An open-ended mutual fund allows you to enter and exit the fund anytime. It is the one where units are available for subscription or repurchase continuously, according to the Securities and Exchange Board of India (SEBI). This is done at Net Asset Value (NAV) daily. There are no limitations on the number of units they can issue. This investment structure is the most common form in India and does not have any maturities or lock-in period. They are not traded on stock exchanges. Now that you know what is open-ended funds, below are a few features that make them popular among investors. Having a clear idea beforehand will help you make an informed choice.
This is one of the key features of open-ended mutual funds. Investment and redemption are allowed at any time. It is done as per the NAV on the day of redeeming and ensures maximum liquidity. This is unlike close-ended funds where liquidity is available only after the lock-in period is over or at fund maturity. But ELSS, children’s funds or retirement funds usually come with a lock-in period of 3 years. So, know that these units cannot be liquified.
You can pick from SWPs, SIPs and systematic transfer plans. These are allowed for both withdrawal and investment purposes. You can invest a pre-specified amount in the scheme on a periodic basis. It helps to build a significant corpus right from the start. This is also quite helpful for salaried individuals who do not have a big investable amount.
A mutual fund manager takes care of your open-ended scheme by deploying several strategies. They are managed to a wide range of investment objectives and market segments. The transactions are also handled by an expert on your behalf. They make all kinds of efforts to absorb the market volatility and bear the risks most of the time. The managers are highly experienced and have the knowledge, patience and expertise to make an investment decision that works well in your favour.

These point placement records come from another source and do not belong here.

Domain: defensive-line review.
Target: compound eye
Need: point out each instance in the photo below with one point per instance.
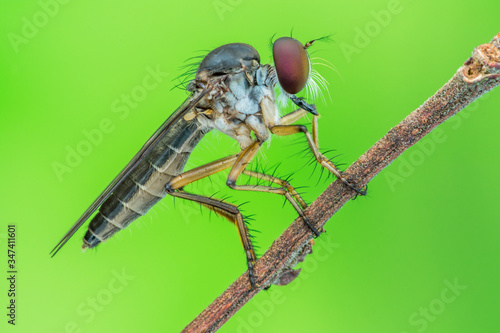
(292, 64)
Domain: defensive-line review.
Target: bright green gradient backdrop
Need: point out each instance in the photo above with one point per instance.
(430, 218)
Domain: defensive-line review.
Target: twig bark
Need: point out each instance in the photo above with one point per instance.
(479, 74)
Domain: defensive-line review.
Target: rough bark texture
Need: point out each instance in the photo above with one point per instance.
(479, 74)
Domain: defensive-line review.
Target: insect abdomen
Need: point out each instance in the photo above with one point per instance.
(145, 185)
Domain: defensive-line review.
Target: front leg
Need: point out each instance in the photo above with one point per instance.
(284, 130)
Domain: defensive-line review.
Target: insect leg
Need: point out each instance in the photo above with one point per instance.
(284, 130)
(200, 172)
(239, 166)
(232, 213)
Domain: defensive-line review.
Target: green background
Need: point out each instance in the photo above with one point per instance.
(430, 219)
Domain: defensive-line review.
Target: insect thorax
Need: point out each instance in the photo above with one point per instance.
(241, 99)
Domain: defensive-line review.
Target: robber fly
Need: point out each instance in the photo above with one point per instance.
(233, 93)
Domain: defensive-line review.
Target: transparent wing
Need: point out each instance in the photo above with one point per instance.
(157, 136)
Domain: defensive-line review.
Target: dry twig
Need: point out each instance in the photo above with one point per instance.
(479, 74)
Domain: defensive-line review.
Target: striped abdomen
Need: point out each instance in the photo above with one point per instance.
(145, 185)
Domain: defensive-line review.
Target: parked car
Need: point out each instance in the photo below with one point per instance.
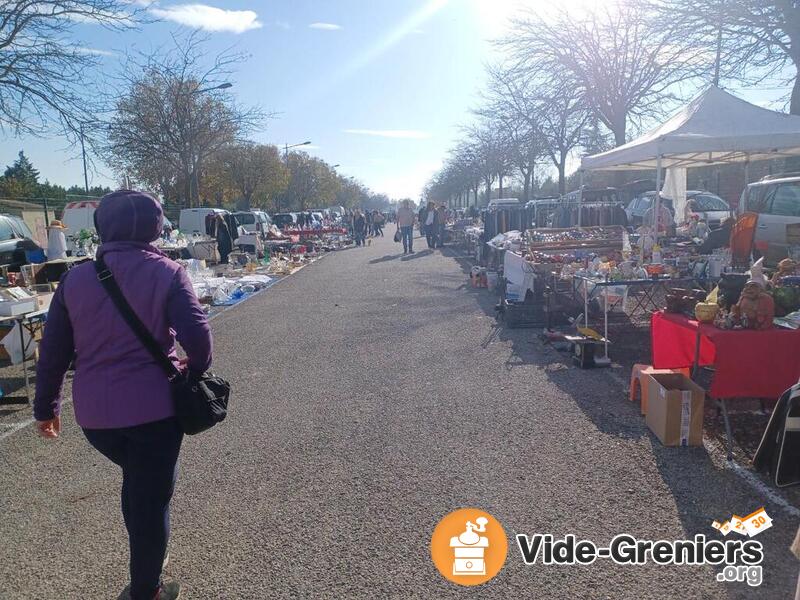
(193, 220)
(776, 199)
(16, 240)
(283, 220)
(253, 221)
(708, 207)
(641, 204)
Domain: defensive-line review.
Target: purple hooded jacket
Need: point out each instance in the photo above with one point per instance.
(117, 383)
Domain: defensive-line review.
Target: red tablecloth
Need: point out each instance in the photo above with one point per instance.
(747, 364)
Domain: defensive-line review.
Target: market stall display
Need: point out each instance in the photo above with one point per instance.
(747, 363)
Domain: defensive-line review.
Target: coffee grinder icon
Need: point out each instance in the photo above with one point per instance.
(469, 549)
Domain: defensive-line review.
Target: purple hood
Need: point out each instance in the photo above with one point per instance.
(128, 216)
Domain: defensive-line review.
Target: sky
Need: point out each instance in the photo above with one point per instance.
(380, 87)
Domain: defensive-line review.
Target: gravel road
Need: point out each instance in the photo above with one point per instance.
(373, 394)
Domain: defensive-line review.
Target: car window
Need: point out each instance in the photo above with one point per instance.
(785, 200)
(754, 197)
(708, 202)
(6, 231)
(21, 228)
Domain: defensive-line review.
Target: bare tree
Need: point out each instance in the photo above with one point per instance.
(255, 172)
(614, 60)
(558, 119)
(522, 128)
(172, 115)
(747, 41)
(45, 75)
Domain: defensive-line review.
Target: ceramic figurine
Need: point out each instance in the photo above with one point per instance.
(756, 308)
(786, 268)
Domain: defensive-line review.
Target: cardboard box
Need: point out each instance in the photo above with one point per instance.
(675, 409)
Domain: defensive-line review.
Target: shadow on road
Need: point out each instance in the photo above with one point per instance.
(420, 254)
(385, 258)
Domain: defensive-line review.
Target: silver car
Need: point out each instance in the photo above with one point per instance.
(776, 199)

Investing in ELSS, an open-ended mutual fund, is eligible for a tax rebate of up to ₹1.5 lakhs on the invested amount. So now you can save up to ₹46,800 per annum. But make sure the ELSS funds fall under the 30% tax bracket.
Past Performance Tracking
An open-ended fund offers track records across different market movements. This historical data helps investors make an informed choice. You can avoid repeating a few past mistakes and make an informed choice. Don’t forget to compare the financial ratios with mutual fund schemes of the same category and understand where you stand. It will help to create strategies to improve the market returns on your open-ended funds.
Now that you have a clearer idea of what is open-ended fund, know that this is ideal for investors who are looking for liquid investment options and have an appetite to take market risks and cash-flow risks for better and higher returns. It is also perfect for anyone who is looking for a short-term horizon. Try to meet the standard eligibility criteria set by SEBI to qualify for an open-ended fund.